Trade is so critical to the health of the Canadian economy.
With vast natural resources, millions of acres of farmland, and a growing technology sector, Canada is open for business in the global trade arena.
But are we really up to the opportunity in front of us as a nation?
Some believe that change is needed if we are to truly reach our trade potential.
I tend to agree.
In July 2021, Meena Aier, senior research economist at Export Development Canada Development Canada published a research paper evaluating Canada’s current performance on trade. Although much of the report focuses on opportunities for improvement by country and not industry, there are some notes and items that agriculture should be aware of:
- Canada can expand trade with the U.S. and China, as both markets are underperforming relative to the author’s calculated potential. Canada’s market share in the U.S. is expected to continue to decline even though the total trade can still grow.
- Canada will need to refocus efforts on India and South Korea over the next decade if it wants to diversify from the U.S. and China.
- Emerging markets cannot be ignored. As Canada’s share of trade to the U.S. and UK declines, countries such as Indonesia will become increasingly important.
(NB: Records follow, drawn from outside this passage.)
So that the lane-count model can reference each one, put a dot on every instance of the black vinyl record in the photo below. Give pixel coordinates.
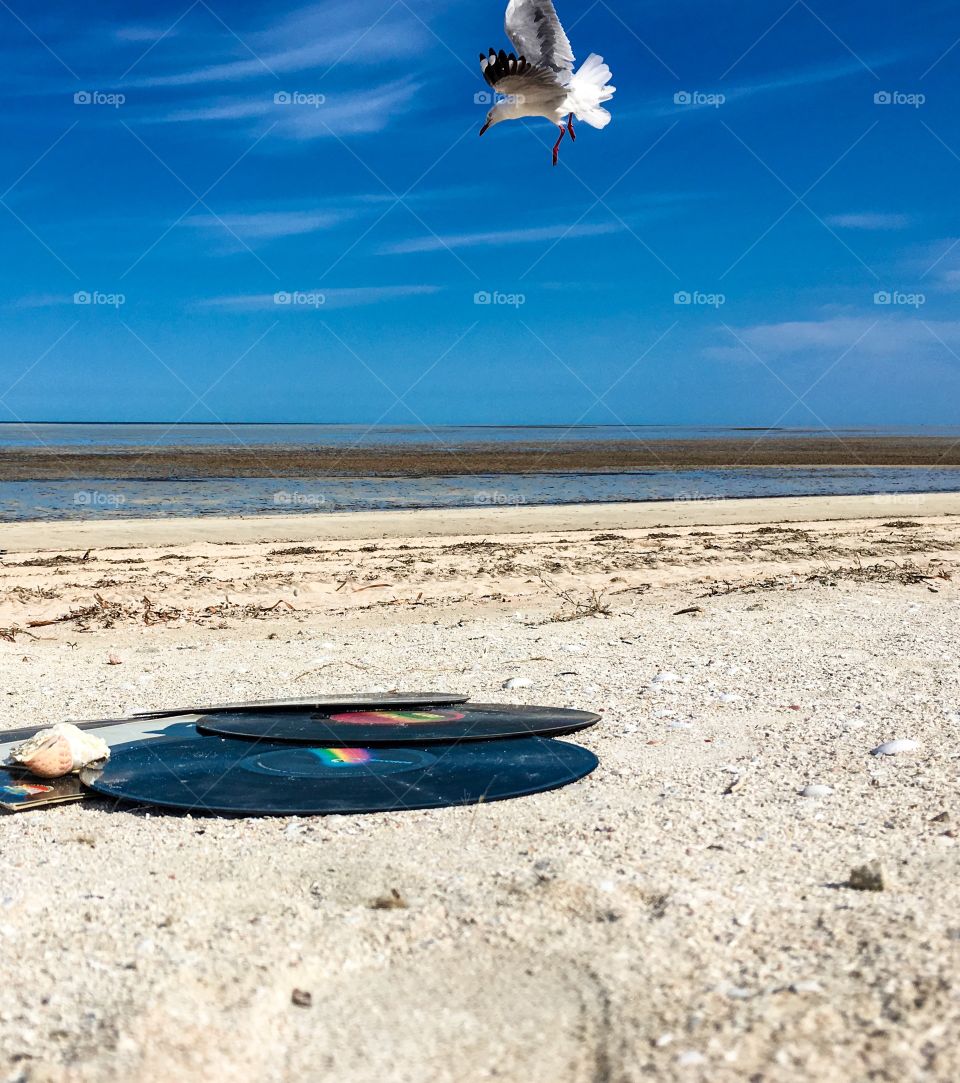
(471, 721)
(367, 701)
(196, 773)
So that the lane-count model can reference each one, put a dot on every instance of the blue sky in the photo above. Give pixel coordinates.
(284, 213)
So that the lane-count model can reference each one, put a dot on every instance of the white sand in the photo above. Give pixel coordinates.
(643, 924)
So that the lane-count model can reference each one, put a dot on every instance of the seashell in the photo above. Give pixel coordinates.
(517, 682)
(60, 751)
(816, 790)
(893, 747)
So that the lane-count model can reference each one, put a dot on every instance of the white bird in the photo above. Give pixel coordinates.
(539, 79)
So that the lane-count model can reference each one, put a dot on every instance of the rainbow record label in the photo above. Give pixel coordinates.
(425, 726)
(209, 774)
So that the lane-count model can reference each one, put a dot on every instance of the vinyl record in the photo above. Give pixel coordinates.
(368, 701)
(196, 773)
(472, 721)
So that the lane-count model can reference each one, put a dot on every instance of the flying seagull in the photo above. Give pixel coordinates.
(539, 79)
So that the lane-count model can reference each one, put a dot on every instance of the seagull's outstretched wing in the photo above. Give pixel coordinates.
(518, 78)
(535, 30)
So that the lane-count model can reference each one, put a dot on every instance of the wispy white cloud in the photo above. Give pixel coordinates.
(319, 299)
(363, 31)
(702, 99)
(881, 337)
(143, 33)
(870, 221)
(348, 113)
(270, 225)
(558, 232)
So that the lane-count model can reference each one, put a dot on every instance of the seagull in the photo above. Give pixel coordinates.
(539, 79)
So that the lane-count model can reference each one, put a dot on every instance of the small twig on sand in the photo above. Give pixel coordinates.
(327, 665)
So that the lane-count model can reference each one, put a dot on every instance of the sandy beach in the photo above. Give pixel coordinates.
(682, 914)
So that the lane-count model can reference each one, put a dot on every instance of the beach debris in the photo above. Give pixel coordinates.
(816, 790)
(60, 751)
(392, 901)
(106, 614)
(868, 877)
(895, 747)
(517, 682)
(735, 785)
(664, 678)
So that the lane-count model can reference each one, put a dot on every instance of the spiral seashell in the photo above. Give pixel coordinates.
(60, 751)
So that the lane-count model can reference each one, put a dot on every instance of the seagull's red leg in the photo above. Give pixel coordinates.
(557, 146)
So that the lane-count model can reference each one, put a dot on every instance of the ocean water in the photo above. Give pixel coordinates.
(259, 496)
(49, 500)
(348, 435)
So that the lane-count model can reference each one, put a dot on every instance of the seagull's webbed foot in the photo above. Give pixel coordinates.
(557, 145)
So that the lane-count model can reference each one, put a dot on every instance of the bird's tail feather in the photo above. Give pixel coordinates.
(588, 89)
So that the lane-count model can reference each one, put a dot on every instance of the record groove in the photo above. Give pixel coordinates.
(196, 773)
(470, 721)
The report is quite thorough and supports what many in the agricultural industry are expressing concerns about.
In a recent column submitted to RealAgriculture, Protein Industries Canada CEO William Greuel notes “Canada needs to stop being comfortable. We often talk about Canada taking our place atop the podium as the most reliable and preferred supplier of safe, nutritious food. I fully believe that we can get there – and that we deserve to be there – but we won’t get there by doing what we have always done.”
In the analysis of Canada’s trade with the United States alone, the picture is telling. Whether it’s the luck of proximity to the United States or the export advantage of the Canadian Dollar, we are rather complacent.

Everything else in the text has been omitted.